We refine the Simplified VSS approach to minimize communication while preserving its computational efficiency. In our protocol, the dealer P_j directly sends each party P_i its secret share s_j,i without any commitment (Step 1). Instead, party P_i generates an individual commitment g^s_j,i, signs it and returns the signature to the dealer (Step 2). The dealer then gathers a quorum of signatures and constructs a vector of encryptions for parties that did not provide signatures. Additionally, the dealer creates a commitment to the evaluations of the secret sharing polynomial (i.e., g^s_j,0, …,g^s_j,n) and submits the quorum of signatures on the individual commitment, encryptions and the commitment only to the parties in clan (Step 3). If at least f_c+1 parties in the clan verify these components, the dealer’s secret sharing is accepted as valid. This approach reduces the communication to 𝜅n_c²n for n_c dealers. Moreover, only the clan members need to verify the encryptions, resulting in a computational overhead of n_cn per clan party, while all other parties perform only n_c computations.

After the secret sharing phase, valid secret sharing instances must be posted on the blockchain for consensus/ordering. However, directly posting them incurs high on-chain storage costs. To mitigate this, we aim to minimize blockchain interactions. To achieve this, we elect a small family of n_a (n_a << n_c) parties, ensuring with high probability that at least one is honest. Only these family members are responsible for posting on the blockchain, reducing storage overhead while maintaining correctness.

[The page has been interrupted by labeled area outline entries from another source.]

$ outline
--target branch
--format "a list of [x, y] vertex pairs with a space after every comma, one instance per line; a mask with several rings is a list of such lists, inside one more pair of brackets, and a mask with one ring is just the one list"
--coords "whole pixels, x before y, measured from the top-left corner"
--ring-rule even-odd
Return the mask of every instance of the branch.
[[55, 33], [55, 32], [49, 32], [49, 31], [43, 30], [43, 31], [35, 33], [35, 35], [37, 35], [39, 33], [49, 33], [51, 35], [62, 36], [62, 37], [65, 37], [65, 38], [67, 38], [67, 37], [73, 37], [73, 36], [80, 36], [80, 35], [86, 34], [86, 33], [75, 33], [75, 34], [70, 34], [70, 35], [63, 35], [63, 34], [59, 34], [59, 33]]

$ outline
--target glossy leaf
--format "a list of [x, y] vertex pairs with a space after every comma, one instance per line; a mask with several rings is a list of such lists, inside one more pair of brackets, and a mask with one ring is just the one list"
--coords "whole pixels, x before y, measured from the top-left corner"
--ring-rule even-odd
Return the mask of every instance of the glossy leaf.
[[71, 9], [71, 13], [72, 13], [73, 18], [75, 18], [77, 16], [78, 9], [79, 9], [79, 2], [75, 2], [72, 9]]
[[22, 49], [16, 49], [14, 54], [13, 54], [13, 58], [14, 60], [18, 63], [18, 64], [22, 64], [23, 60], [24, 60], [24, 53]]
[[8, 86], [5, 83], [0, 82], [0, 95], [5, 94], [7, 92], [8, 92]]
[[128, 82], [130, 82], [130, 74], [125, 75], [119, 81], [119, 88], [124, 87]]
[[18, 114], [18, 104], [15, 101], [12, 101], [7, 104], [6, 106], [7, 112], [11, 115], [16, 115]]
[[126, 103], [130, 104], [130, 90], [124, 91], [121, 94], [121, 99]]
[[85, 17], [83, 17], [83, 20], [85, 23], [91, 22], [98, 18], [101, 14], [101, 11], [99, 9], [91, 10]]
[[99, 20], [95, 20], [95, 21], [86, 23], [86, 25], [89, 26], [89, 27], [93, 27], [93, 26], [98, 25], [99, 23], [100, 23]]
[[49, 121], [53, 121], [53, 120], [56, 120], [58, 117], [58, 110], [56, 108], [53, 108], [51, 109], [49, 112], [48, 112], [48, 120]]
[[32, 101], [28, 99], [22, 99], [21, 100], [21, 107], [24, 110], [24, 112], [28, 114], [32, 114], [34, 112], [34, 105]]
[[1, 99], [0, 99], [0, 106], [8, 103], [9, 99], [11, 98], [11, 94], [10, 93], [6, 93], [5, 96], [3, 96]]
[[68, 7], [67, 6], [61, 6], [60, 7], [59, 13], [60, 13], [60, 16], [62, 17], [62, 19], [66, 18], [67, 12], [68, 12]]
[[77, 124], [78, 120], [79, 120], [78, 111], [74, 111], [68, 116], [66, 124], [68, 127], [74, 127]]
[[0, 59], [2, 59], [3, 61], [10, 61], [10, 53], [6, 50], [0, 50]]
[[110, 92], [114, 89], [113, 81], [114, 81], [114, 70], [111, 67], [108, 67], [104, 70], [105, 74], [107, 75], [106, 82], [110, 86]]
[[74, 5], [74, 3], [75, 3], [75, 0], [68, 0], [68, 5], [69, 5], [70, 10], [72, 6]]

The parties in the clan verify the encryptions, signatures and commitment and send a vote to the parties in the family (Step 4). The family members construct a meta DKG instance that aggregates information from at least f_c+1 valid secret sharing instances. Specifically, the meta DKG includes the Merkle root of the commitment and the encryption vector for each of these instances. Additionally, it contains proof in the form of votes from clan members, ensuring that at least one honest party has received and verified each secret sharing instance. However, the meta DKG can grow to 𝜅n_c+n_c² in size due to the inclusion of n_c² signatures, making on-chain posting costly.

Instead, we disseminate the meta DKG to the clan and collect a proof of availability (PoA) of size only 𝜅+n_c, when using multi-signatures (Step 5 and 6).  In our protocol, only the PoA of the meta DKG is posted on the blockchain (Step 7). Once the blockchain outputs the first valid PoA, clan members retrieve it along with the corresponding meta DKG, followed by all commitments and encryptions. They then distribute the aggregated commitment and encryptions to all parties in the tribe in a communication-efficient manner using erasure codes. The aggregated encryption is used by all parties to compute the final secret key.

Overall, our protocol achieves 𝜅n_c²n+ n_an_c³ + 𝜅n² off-communication complexity, 𝜅n_a + n_an_c on-chain storage and terminates in 11 rounds while tolerating f < n⁄3 Byzantine faults.

Experimental Evaluation

We evaluated our protocol and compared it with the state-of-the-art (SOTA) standalone DKG protocol by Das et al. when used for solving DKG for blockchain. Our experiments were conducted on machines with 2 vCPUs, spanning 8 geo-distributed GCP regions. As shown in the figure below, our protocol achieves faster completion compared to the SOTA approach. In the figure, the optimistic case refers to an execution where the dealer collects signatures from all parties, eliminating the need for encryption generation and verification by the clan nodes. In the regular case, the dealer receives n-f signatures and generates encryptions for the remaining f parties.

In the above evaluation, most of the time was spent on cryptographic operations, which can be parallelized with more compute resources. We enhanced our implementation by parallelizing the majority of cryptographic computations and verifications. When deployed on machines with 32 vCPUs across the same 8 geo-distributed GCP regions, we observed a significant reduction in DKG completion time. At n=256n = 256n=256, our protocol completes in approximately 11 seconds in the regular case and around 6 seconds in the optimistic case, demonstrating the scalability of our solution.